I have known what you are for sometime. I fell quickly and deeply for you. I married you! A year after being left by my husband of 15 years. I get it. I got it then. I just felt blessed. I still do, but
not by you but by the lessons I learned while with you. I divorced you swiftly. I was still strong.I
knew you were crazy and mean and bad for my life. So divorce was right and good. I felt stupid,duped and quite frankly ashamed for my choice to marry you and mortified that I needed to admit my stupidity,especially after my divorce where I was left for a Facebook old HS GF. then something happened. I missed you. What I understand now were a million hoovers, I believed because it's what I do. I trusted, agreed to compromise, I believed your words.. Of course,your words can be beautiful, poetic, alluring and seductive. But your actions speak your truth,and your
words speak your lies.
I've wanted to end it so many times and did. But they weren't ever real. they were expressions of
my anger, disappointment, desire for change leading to healing and success. Well, Sir,those things I still desire, just not with you. I want nothing with you, from you or about you. I want me
again,back to my life. I am ready to go, and I am happy and I am sure of it. I am excited about it.

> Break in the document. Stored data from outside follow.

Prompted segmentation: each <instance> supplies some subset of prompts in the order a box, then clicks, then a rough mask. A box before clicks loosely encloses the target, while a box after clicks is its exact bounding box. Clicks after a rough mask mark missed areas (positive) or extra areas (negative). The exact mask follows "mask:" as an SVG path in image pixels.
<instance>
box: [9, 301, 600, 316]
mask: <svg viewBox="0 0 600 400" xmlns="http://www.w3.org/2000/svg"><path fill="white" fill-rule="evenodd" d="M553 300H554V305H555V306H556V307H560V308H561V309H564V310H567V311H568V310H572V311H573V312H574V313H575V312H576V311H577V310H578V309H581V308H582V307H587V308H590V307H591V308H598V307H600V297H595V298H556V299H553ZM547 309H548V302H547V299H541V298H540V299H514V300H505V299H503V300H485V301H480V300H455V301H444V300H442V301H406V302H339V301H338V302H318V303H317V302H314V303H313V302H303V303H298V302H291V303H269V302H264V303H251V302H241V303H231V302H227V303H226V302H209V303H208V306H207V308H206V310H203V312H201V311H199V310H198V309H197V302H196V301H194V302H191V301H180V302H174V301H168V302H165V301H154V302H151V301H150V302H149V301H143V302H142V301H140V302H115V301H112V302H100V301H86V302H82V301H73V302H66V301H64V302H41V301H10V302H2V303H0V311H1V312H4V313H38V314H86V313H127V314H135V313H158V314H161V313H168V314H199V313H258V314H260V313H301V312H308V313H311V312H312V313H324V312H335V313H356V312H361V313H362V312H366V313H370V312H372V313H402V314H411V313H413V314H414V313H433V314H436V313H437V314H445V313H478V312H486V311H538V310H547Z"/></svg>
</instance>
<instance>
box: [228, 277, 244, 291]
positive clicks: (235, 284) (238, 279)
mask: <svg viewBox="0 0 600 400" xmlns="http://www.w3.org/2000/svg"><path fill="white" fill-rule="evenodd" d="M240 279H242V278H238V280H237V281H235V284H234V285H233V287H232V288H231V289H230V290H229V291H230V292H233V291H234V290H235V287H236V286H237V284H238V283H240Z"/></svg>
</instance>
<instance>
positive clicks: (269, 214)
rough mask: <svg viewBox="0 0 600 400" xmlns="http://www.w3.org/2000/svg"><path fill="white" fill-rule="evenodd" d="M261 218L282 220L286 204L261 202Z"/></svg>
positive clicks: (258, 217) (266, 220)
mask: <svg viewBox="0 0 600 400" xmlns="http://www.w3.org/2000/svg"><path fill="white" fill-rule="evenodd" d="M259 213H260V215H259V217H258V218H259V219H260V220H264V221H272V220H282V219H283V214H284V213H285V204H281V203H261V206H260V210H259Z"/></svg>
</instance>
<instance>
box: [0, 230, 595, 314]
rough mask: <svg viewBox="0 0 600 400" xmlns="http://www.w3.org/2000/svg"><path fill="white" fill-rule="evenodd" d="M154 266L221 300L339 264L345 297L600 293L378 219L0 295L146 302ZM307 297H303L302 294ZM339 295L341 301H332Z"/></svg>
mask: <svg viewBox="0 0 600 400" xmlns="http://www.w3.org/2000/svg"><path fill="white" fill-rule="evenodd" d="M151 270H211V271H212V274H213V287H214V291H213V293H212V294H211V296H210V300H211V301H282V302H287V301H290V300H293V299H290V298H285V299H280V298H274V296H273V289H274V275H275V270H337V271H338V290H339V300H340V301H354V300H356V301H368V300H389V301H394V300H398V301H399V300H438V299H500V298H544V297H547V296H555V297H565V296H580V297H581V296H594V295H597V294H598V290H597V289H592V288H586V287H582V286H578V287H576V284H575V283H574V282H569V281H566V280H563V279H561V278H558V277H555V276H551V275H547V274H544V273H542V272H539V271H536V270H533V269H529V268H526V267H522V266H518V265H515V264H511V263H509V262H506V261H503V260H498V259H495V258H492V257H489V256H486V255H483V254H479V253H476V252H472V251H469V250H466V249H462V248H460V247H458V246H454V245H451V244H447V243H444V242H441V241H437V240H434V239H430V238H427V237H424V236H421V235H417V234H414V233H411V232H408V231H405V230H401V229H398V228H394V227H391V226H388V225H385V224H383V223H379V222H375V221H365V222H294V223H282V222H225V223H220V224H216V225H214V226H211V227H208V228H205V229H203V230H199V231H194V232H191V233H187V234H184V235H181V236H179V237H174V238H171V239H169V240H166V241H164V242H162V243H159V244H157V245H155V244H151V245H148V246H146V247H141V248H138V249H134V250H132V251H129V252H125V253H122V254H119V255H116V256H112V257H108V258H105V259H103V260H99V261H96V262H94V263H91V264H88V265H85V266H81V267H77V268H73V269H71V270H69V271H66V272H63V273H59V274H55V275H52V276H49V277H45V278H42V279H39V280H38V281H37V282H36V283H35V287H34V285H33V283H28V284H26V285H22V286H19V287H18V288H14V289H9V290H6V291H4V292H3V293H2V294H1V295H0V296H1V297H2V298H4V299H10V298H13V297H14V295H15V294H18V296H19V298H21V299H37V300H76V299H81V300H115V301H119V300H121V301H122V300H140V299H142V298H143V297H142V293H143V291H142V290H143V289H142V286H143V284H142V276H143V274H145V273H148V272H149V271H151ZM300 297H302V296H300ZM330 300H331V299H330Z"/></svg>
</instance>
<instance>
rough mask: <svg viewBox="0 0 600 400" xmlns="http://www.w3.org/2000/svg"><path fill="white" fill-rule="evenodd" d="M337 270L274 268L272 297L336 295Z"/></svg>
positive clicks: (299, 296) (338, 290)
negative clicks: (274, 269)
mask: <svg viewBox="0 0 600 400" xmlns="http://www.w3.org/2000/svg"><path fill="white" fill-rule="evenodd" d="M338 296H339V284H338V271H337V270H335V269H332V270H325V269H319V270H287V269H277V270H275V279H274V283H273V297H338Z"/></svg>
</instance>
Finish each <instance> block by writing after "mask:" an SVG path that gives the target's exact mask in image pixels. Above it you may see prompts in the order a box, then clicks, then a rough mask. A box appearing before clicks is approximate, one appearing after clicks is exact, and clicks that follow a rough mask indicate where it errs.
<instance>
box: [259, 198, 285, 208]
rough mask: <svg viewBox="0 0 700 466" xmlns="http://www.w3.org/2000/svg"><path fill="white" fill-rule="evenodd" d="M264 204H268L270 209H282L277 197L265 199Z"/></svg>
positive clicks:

I understand it will not be a linear path of healing, there will be steps forward and times of hurt and pain. Yeah, I am ready for it. I Welcome it. I want and need it and have always pursued
honorable, honest and real. Until I met you. Well I am stinging you, I am showing I am strong, should be respected and feared by arrogant dumb asses. Like a scorpion I will be around for a very long time.it is next to impossible to kill me. I am a survivor. You will cry in pain and complain and curse the sting. bur you fucked with something that you have not encountered. Do you know scorpions can play dead. Emphasis on play. Play over. See how fast I am, determined and
unafraid. Stay away. You don't stand a chance. Get away,this is my house, my town, my state, my country, My Life, you have just been visiting and now are told to get out. Go away. My cleaning people are coming to disinfect and take out the trash.
This is my Goodbye. Perhaps it was too kind. So I must add one more thing: Fuck Off and whack off and piss off... Even get off... Just go away you freak.